Plucking the flowers from a zucchini plant will slow growth, but I’d consider curbing our zucchini production this year to be wasteful — especially with so many good recipes to make. The flowers themselves are an expensive delicacy in some cultures. But if you do harvest the flowers, you’ll still have plenty of zucchini for the little known “Sneak Some Zucchini Onto Your Neighbor’s Porch night” holiday. Yes, this is an actual observance, held on August 8. If only we’d known about that last summer.
Every one of the zucchini dishes submitted by staff and friends was a hit, so we declared them all winners. Trying to award a “first” seemed irrelevant when everybody was enjoying seconds. Here are some of the recipes.
Italian Zucchini Pie
2 tablespoons butter
4 cups thinly sliced zucchini
1 cup chopped onions
2 tablespoons dried parsley flakes
1/2 teaspoon salt
1/2 teaspoon pepper
1/4 teaspoon garlic powder
1/4 teaspoon dried basil
1/4 teaspoon dried oregano
2 eggs, well beaten
2 cups shredded mozzarella cheese (8 oz)
1 can (8 oz) crescent dinner rolls
2 teaspoons mustard
Heat oven to 375 degrees F. In 12-inch skillet, melt butter over medium-high heat. Add zucchini and onions; cook 6 to 8 minutes, stirring occasionally, until tender. Stir in parsley flakes, salt, pepper, garlic powder, basil and oregano.
In large bowl, mix eggs and cheese. Add cooked vegetable mixture; stir gently to mix.

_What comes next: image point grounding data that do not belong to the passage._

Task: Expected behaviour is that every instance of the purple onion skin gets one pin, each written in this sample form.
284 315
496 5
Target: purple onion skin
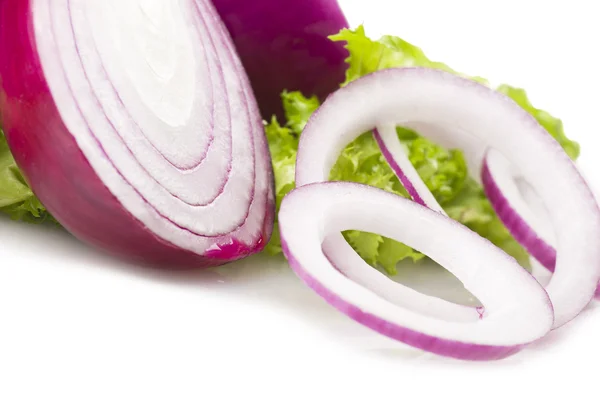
283 45
59 173
444 347
519 229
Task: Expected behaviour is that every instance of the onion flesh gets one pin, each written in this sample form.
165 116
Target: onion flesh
152 157
517 309
418 95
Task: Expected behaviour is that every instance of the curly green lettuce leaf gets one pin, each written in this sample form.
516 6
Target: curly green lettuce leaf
553 125
16 198
368 56
444 171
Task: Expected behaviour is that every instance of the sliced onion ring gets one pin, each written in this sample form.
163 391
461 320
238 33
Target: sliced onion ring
518 310
450 103
520 211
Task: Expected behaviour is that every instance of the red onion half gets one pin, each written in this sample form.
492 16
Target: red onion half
135 125
283 44
452 106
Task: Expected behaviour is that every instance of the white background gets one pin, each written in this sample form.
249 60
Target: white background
74 323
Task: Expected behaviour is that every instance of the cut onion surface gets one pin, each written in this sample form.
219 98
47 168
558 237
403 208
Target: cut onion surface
517 309
520 209
135 125
453 105
283 44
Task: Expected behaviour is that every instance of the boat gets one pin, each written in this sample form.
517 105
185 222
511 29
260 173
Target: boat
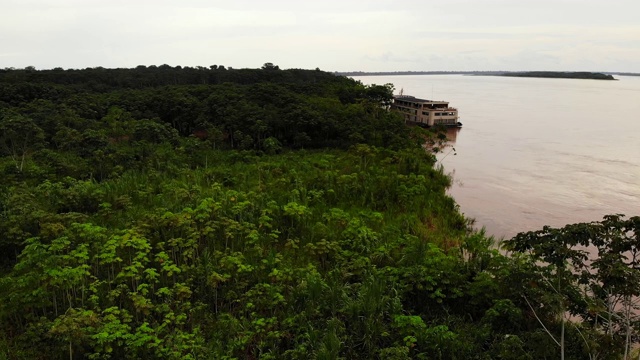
426 113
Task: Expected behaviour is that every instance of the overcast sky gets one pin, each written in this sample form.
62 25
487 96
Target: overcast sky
334 35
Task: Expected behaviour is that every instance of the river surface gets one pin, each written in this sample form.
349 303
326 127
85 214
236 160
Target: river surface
535 152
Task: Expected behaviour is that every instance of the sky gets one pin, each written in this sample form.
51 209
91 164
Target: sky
333 35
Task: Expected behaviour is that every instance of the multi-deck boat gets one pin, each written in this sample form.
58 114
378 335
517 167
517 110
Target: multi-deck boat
426 112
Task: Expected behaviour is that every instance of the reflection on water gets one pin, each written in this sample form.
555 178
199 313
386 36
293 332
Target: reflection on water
535 152
452 135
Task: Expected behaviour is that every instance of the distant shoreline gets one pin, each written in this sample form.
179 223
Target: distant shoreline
549 74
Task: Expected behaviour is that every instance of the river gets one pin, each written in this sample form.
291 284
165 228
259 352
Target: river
535 152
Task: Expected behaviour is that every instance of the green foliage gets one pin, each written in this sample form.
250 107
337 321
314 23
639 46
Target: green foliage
177 213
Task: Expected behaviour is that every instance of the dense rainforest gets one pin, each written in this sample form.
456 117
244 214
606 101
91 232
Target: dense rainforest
220 213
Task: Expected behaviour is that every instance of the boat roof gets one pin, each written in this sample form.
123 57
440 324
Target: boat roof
415 99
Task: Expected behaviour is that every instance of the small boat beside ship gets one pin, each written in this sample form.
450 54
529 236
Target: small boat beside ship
425 112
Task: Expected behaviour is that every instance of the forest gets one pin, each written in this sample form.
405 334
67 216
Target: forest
220 213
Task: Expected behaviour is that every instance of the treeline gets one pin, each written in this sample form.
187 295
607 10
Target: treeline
272 219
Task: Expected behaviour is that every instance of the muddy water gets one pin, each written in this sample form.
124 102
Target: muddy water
535 152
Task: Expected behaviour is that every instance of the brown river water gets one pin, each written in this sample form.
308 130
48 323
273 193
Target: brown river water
535 152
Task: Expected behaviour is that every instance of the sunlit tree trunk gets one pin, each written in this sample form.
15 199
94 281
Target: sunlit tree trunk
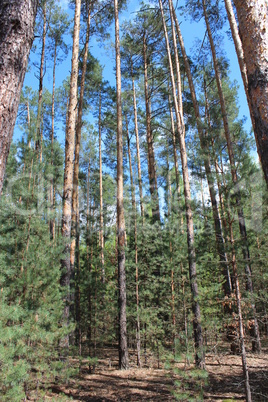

Separate dough into 8 triangles. Place in ungreased 10 inch glass pie plate, 12x8 inch (2-quart) glass baking dish or 11-inch quiche pan; press over bottom and up sides to form crust. Firmly press perforations to seal. Spread crust with mustard. Pour egg mixture evenly into crust-lined pie plate.
Bake 18 to 22 minutes or until knife inserted near center comes out clean. Let stand 10 minutes before serving.
1 cup sugar
1 cup brown sugar
3 eggs, beaten
1 cup salad oil
2 cups zucchini, peeled and grated
3 teaspoons vanilla
3 cups flour
1 teaspoon salt
1 teaspoon baking soda
1 1/2 teaspoon cinnamon
1/4 teaspoon baking powder
1/4 cup nuts
Combine sugars, eggs and oil. Beat well. Add zucchini and vanilla. Sift and measure flour. Sift with salt, baking soda, cinnamon and baking powder. Stir into creamed mixture. Blend well. Add nuts. Pour into two greased and lightly floured large tin loaf pans. Bake at 325 degrees for one hour and 15 minutes.
27 ounce can chili beans in sauce
15 ounce can black beans drained
16 ounce can kidney beans drained
1 pound burger cooked and drained
2 cups grated zucchini
1 quart canned tomatoes with juice or 28 oz. can
1 cup canned tomato juice
2 bell peppers, chopped
1 large onion, chopped
2 cloves garlic, minced
3 tablespoons chili powder
2 1/2 tablespoons cumin
2 1/2 tablespoons dried cilantro
2 teaspoons paprika
Add all ingredients to a 6-quart Dutch oven and cook over medium heat for 40-45 minutes.
1 cup sugar
1/2 cup oil
1 cup flour
1 teaspoon baking soda
1 teaspoon cinnamon
1/2 teaspoon salt
1 teaspoon vanilla
1 1/2 cups grated zucchini
Mix all ingredients together. Bake in greased 9x13 inch pan at 350 degrees for 30 minutes. Allow to cool, then frost with your favorite cream cheese frosting.